Lucien pensaba en lo ciego que había sido, viviendo al lado, durante tantos años, de una chica tan preciosa sin darle el debido reconocimiento.

Ni siquiera Lujuria podía culparlo por ello.

—No deberías haberla visto como a una mujer porque se supone que vosotros, como hermanos, no debéis sentiros atraídos sexualmente.

Así que no te culpes por eso.

Lucien también lo pensaba antes, pero ahora…

«¿No voy a intentar follármela ahora mismo?

Entonces, ¿en qué clase de hermano me convertiré?

Si es que todavía se me puede llamar hermano…».

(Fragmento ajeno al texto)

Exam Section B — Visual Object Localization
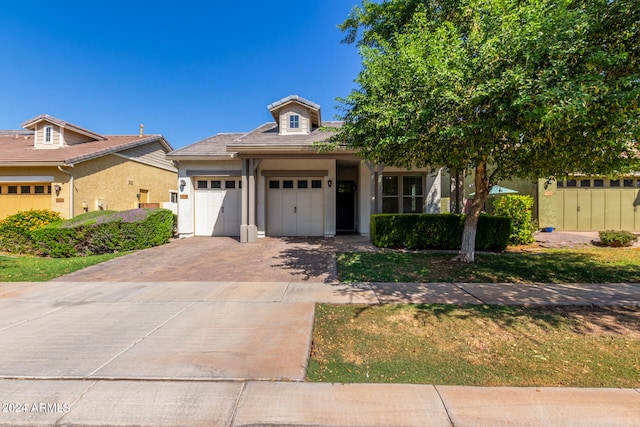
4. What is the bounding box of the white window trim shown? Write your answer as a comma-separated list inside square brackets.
[42, 126, 53, 145]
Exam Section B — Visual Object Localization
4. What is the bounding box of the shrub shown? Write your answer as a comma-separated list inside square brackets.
[0, 209, 61, 253]
[32, 209, 174, 257]
[370, 214, 511, 251]
[493, 195, 535, 245]
[599, 230, 638, 248]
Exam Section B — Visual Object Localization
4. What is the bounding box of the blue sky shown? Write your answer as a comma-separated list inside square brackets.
[0, 0, 360, 148]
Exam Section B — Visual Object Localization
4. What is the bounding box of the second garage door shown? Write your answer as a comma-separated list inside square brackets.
[266, 178, 324, 236]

Lujuria quería que Lucien fuera más audaz, porque sería difícil crear un harén y volverse fuerte si continuaba siendo tan prudente.

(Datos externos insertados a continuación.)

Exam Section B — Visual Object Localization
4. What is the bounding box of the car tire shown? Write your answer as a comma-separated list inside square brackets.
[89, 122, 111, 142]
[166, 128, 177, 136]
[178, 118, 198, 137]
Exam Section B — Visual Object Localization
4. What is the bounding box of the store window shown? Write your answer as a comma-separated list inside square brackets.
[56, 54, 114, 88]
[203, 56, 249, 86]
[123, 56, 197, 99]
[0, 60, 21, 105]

Pero sabía que la situación actual no era tan simple, porque era su hermana.

—Créeme, si no te la follas, será mucho peor.

Puede que incluso empiece a odiarte algún día.

Aunque Lujuria estaba ahora en forma de espíritu dentro de Lucien, él aun así puso una cara de confusión porque sabía que ella podía verla.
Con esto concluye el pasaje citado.